The VTPG_DDToStringFromTypeAndValue() Function

See the source in VTPG_Common.m:

It’s derived from Dave Dribin‘s function DDToStringFromTypeAndValue(), and is pretty straightforward: strcmp() the type-string, and if it matches a known type call a function, or use +[NSString stringWithFormat]:, to turn the value into a string.

The First Step Twords Fixing Your Macro Problem is Admitting it…

So yeah, maybe I went a little wild with macros here…

But it took out some WET-ness of the original code, and prevents me from accidentally mixing up types in a long wall of ifs, eg.

else if (strcmp(typeCode, @encode(NSRect)) == 0)
{
    return NSStringFromRect(*(NSRange *)value);
}
else if (strcmp(typeCode, @encode(NSRange)) == 0)
{
    return NSStringFromRect(*(NSRange *)value);
}

If I were cool, I’d use NSDictionarys to map from the @encode-string to an appropriate format string or function pointer. This is conceptually cleaner; less error-prone than using macros; and almost certainly faster. Unfortunately, it gets a little tricky with functions, since I need to deference value into the proper type.
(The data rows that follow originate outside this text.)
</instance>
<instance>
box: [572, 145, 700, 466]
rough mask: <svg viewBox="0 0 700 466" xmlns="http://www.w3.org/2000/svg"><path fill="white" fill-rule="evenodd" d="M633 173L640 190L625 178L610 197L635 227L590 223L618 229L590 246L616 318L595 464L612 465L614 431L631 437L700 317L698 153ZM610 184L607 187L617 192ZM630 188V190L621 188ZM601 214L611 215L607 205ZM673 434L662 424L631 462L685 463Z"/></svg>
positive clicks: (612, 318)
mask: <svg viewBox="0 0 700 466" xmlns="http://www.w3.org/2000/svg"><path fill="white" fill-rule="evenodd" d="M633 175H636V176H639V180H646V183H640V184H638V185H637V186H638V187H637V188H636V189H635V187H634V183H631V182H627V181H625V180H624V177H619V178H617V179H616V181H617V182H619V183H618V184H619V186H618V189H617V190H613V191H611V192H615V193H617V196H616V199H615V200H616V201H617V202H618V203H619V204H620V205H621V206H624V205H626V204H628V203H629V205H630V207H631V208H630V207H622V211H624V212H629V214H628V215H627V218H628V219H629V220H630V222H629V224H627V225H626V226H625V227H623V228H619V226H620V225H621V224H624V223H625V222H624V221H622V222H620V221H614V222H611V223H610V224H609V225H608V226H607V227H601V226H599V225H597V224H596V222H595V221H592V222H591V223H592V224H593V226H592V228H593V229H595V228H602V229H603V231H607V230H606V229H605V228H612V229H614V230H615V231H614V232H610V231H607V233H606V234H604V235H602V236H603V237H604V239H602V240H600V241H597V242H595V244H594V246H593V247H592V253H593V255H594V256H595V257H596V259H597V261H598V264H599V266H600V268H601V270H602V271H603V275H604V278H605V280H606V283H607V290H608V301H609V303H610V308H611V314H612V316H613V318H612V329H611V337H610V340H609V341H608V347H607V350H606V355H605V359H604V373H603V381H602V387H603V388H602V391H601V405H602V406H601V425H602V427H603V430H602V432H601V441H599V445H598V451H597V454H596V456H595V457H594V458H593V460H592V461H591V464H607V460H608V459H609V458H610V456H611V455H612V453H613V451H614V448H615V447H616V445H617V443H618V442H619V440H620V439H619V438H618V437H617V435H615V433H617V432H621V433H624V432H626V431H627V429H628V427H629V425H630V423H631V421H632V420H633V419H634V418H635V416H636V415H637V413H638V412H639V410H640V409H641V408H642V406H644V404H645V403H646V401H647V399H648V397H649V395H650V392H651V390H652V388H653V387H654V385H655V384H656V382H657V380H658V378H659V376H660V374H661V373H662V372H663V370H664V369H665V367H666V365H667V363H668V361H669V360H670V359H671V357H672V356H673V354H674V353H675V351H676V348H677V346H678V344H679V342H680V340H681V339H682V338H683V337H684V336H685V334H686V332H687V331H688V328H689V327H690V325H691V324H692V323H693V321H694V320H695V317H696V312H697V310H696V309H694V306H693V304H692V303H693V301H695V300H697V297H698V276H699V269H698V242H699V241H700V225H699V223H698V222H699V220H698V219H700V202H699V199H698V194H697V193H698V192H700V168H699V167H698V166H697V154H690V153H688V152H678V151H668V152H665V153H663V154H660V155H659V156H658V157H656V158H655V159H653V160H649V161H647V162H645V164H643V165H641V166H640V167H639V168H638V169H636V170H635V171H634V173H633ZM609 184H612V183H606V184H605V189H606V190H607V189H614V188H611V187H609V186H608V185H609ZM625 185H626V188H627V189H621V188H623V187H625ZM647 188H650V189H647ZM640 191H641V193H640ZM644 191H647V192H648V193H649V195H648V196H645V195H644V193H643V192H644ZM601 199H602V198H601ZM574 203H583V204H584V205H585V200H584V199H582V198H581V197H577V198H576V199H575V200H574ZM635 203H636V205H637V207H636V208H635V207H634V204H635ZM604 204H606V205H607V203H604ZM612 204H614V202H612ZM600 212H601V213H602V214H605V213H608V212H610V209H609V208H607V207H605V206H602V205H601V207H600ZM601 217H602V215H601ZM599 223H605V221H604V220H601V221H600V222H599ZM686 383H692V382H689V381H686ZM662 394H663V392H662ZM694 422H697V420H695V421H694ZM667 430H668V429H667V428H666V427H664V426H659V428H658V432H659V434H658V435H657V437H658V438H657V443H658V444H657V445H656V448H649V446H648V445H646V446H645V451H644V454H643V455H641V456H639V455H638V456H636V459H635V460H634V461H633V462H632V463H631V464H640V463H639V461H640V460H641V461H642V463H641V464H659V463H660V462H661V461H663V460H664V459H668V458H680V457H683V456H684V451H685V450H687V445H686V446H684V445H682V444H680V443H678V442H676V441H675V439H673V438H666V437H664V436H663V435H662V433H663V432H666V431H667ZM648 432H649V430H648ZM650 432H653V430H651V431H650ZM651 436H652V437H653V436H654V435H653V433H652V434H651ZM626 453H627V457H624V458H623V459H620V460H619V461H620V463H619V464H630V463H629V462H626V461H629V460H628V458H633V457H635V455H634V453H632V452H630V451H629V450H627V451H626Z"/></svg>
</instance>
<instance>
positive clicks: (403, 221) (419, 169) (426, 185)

One final note from my testing, I could do away with the strcmp()s, because directly comparing @encode string pointers (eg if(typeCode == @encode(NSString*)) works. I don’t know if it will always work though, so relying on it strikes me as a profoundly Bad Idea. But maybe that bad idea will give someone a good idea.

Limitations

Arrays

C arrays generally muck things up. Casting to a pointer works around this:

char x[14] = "Hello, world!";
//LOG_EXPR(x); //error: invalid initializer
LOG_EXPR((char*)x); //prints fine

__func__

Because it is a static const char [], __func__ (and __FUNCTION__ or __PRETTY_FUNCTION__) need casting to char* to work with LOG_EXPR. Because logging out a function/method call is something I do frequently, I use the macro:

#define LOG_FUNCTION()	NSLog(@"%s", __func__)
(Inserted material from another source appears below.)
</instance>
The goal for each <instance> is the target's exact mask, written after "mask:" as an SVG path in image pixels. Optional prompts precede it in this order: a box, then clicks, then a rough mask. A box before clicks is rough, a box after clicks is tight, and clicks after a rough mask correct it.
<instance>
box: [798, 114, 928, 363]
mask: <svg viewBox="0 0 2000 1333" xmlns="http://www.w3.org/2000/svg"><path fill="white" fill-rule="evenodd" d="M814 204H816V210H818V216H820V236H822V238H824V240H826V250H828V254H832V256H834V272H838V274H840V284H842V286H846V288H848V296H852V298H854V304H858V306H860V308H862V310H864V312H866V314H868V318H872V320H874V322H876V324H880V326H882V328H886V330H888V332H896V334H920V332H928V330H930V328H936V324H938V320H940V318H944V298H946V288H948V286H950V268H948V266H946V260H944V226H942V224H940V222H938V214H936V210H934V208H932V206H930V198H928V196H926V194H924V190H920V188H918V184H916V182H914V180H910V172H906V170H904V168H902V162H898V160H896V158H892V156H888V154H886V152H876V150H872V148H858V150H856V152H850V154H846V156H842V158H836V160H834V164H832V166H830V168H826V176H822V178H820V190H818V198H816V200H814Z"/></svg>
long double (Leopard and older)

On older systems, LOG_EXPR won’t work with a long double value, because @encode(long double) gives the same result as @encode(double). This is a known issue with the runtime. The top-level LOG_EXPR macro could detect a long double with if((sizeof(_X_) == sizeof(long double)) && (_TYPE_CODE_ == @encode(double))). But I doubt this will ever be necessary.

I haven’t actually written any code that uses long double, because I use NSDecimal, or another base-10 number format, for situations that require more precision than a double.

Scaling and Frameworks

Growing LOG_EXPR to handle every type is a lot of work. I’ve only added types that I’ve actually needed to print. This has kept the code manageable, and seems to be working so far.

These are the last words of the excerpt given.